Advertencia: Este relato ficticio contiene violencia extrema. Si esto te resulta incómodo (algo completamente comprensible), date por advertido.
¿De qué están hechos los recuerdos? De años donde nada sucede, en parte: de una amalgama de momentos anodinos que tarde o temprano confundiremos los unos con los otros. ¿Cuándo empecé a trabajar aquí, os preguntaréis a vosotros mismos? ¿Cuándo conocí a tal o cual amigo de mi pareja? ¿Cuándo se murió ese tío abuelo al que apenas veía? Lo mismo da, sinceramente. Pronto, las miserias del día a día van convirtiéndose en una mucosa uniforme de recuerdos que, eventualmente, será imposible organizar de forma cronológica.
Y, luego, están esos días mágicos. Esas semanas mágicas. Meses, tal vez. En todo caso, un período corto de tiempo en el que se condensan las novedades de años o décadas enteras. Un período tan fascinante que no solo se recordará siempre, sino que ha tenido mayor impacto en la vida de uno que los pesados años que vinieron antes o vendrán después.
Qué caprichoso es el tiempo, y qué rápido se acostumbra uno a lo bueno. Hace solo unos meses que entré en esta residencia y ahora parece que llevara allí toda la vida. Y, a pesar de todas las penurias que he sufrido en ese lugar, sé que miraré atrás y me acordaré de esos buenos momentos destacados entre la mugre y la depravación.
El día antes de llevar a cabo nuestro plan, me despedí de Nerea y de Andrea, y de todas las demás. Lo hice diciéndoles que volveríamos a vernos, pero con la certeza de que no sería así. Lo hice también, y esto es lo que más me dolió, fingiendo que no sabía nada de Aura.
-Colega, cuando vuelva vamos a probar un dilatador anal que me he comprado-me dijo la latina, dándome un codazo-. En mí, en mí, no te preocupes.
Qué manera tan banal de despedirnos, pero le prometí que lo haríamos. Me pregunté (me pregunto) cómo reaccionará cuando Amaia le cuente su versión y crea que yo maté a su amiga. Me pregunto si Nerea y ella llorarán cuando sepan el destino que tuvo esa mujer a la que siguen considerando pura e intachable.
Lo peor es que yo ya no puedo verla igual. En eso pensaba al día siguiente, cuando Amaia me llamó: en cuán a menudo se oculta el mal tras un rostro amable.
Sin embargo, cuando la vi vestida con una sencilla camiseta y unos vaqueros, seria y solemne como nunca antes, no pensé que ella fuera mala.

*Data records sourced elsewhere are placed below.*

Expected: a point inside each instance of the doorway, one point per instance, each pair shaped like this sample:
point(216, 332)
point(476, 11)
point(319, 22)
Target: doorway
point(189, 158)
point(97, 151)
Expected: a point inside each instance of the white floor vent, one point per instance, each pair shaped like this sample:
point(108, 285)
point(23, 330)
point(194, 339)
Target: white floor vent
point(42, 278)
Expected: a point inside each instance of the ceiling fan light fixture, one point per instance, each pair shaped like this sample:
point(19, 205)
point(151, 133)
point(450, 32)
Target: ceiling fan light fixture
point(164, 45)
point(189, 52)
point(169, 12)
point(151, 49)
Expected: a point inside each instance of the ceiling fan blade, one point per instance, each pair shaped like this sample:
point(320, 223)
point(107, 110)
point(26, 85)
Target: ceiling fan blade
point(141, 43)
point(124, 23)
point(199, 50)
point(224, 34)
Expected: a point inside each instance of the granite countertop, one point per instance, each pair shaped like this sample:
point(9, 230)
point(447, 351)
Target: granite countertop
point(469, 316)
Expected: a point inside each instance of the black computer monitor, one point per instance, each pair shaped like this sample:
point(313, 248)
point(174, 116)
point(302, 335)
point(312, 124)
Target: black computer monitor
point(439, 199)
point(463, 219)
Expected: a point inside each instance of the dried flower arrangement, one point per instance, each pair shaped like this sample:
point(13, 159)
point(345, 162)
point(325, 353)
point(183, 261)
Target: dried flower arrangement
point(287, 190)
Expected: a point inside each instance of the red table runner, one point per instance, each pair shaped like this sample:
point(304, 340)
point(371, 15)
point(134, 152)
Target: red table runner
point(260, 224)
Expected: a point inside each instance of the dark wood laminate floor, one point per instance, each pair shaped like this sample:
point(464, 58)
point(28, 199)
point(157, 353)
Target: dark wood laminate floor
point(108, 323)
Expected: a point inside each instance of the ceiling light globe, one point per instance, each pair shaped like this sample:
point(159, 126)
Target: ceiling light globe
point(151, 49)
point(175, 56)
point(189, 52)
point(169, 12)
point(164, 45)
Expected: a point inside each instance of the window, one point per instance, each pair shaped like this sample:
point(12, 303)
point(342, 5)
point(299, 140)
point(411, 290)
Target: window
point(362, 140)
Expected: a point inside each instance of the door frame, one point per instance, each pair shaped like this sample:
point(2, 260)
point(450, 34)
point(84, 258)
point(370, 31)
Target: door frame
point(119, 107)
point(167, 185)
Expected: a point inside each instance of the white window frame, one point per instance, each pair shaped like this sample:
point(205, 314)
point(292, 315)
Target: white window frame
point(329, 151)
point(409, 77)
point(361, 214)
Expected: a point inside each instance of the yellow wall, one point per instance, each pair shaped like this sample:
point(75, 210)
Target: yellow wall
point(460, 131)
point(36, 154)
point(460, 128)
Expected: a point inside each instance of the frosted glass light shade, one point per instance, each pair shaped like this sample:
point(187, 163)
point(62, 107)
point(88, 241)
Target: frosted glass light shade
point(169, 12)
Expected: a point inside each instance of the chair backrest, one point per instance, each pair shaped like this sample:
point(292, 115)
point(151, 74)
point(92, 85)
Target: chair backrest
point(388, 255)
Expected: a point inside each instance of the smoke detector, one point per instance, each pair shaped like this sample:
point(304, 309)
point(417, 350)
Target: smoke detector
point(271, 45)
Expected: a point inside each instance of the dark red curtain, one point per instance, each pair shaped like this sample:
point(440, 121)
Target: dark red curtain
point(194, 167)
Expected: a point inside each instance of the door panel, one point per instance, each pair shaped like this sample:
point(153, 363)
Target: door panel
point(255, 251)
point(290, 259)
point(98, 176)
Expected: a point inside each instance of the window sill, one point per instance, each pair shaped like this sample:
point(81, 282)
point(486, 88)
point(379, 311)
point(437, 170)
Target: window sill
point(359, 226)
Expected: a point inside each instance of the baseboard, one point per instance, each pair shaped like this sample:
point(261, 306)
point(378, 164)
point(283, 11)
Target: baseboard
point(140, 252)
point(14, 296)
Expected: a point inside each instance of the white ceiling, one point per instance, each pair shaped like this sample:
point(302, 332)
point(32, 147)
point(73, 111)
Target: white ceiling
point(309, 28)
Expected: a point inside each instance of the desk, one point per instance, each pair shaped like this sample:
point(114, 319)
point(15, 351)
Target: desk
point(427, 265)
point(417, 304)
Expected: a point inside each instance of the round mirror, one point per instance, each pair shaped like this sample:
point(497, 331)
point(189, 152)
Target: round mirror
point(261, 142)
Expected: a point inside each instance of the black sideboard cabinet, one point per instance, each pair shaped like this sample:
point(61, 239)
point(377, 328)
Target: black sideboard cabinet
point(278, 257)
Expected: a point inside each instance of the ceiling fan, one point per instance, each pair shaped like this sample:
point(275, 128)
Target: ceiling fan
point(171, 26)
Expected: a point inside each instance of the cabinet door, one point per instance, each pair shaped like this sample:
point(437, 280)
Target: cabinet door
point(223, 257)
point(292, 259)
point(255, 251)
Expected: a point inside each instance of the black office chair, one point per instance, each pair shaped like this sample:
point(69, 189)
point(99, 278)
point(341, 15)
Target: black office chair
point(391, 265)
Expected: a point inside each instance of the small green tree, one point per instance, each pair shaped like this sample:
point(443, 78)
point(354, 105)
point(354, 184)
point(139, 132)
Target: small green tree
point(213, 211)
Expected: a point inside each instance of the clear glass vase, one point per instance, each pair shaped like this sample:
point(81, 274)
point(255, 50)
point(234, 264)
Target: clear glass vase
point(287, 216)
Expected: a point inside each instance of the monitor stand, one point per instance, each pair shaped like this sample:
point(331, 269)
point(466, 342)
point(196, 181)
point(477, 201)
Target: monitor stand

Aunque lo que estaba a punto de hacer fuera perverso y lúbrico, ella se lo estaba tomando como un trámite, acaso para mantener su cordura en pie.
-Ya está hecho-me comunicó, en un tono monótono de hoja seca-. El lugar está desierto, y el equipo de limpieza no vendrá hasta dentro de dos días. Cayetana te espera arriba. Todavía no ha despertado, así que tienes la opción de acabar con ella mientras duerme o de hacerla sufrir cuando esté consciente. A mí me da igual.
¡Cómo sabía reconocer ya sus mentiras! Aunque decía eso, en sus facciones podía notarse un rencor que impregnaba el aire y enrarecía nuestra conversación. No habría hecho todo eso y se habría arriesgado tanto para que Cayetana no sufriera.
Me acompañó de la mano hasta el cuarto, y yo ni siquiera me excité con su tacto. Sabía que, si yo odiaba tanto a su fría directora, Roberta y Aura me habían odiado también después de lo que les había hecho. Sabía que no era mucho mejor que ella. Y, sin embargo, en esas mismas pulsiones que me hacían peor, podía redimirme. Podía hacer algo útil por primera vez en mi miserable vida, en vez de fingir que hacía una gran labor intelectual y artística con mis cuentecitos de mierda.
La llegada hasta el cuarto de la directora fue rápida, demasiado rápida para mi gusto. Una vez estuvimos allí, entramos en el cuarto, que parecía idéntico al de las otras veces. El mismo cuadro, la misma decoración, la misma pulcritud. Pero, a través de esa puerta que ocultaba los secretos más macabros, podía sentirse una presencia.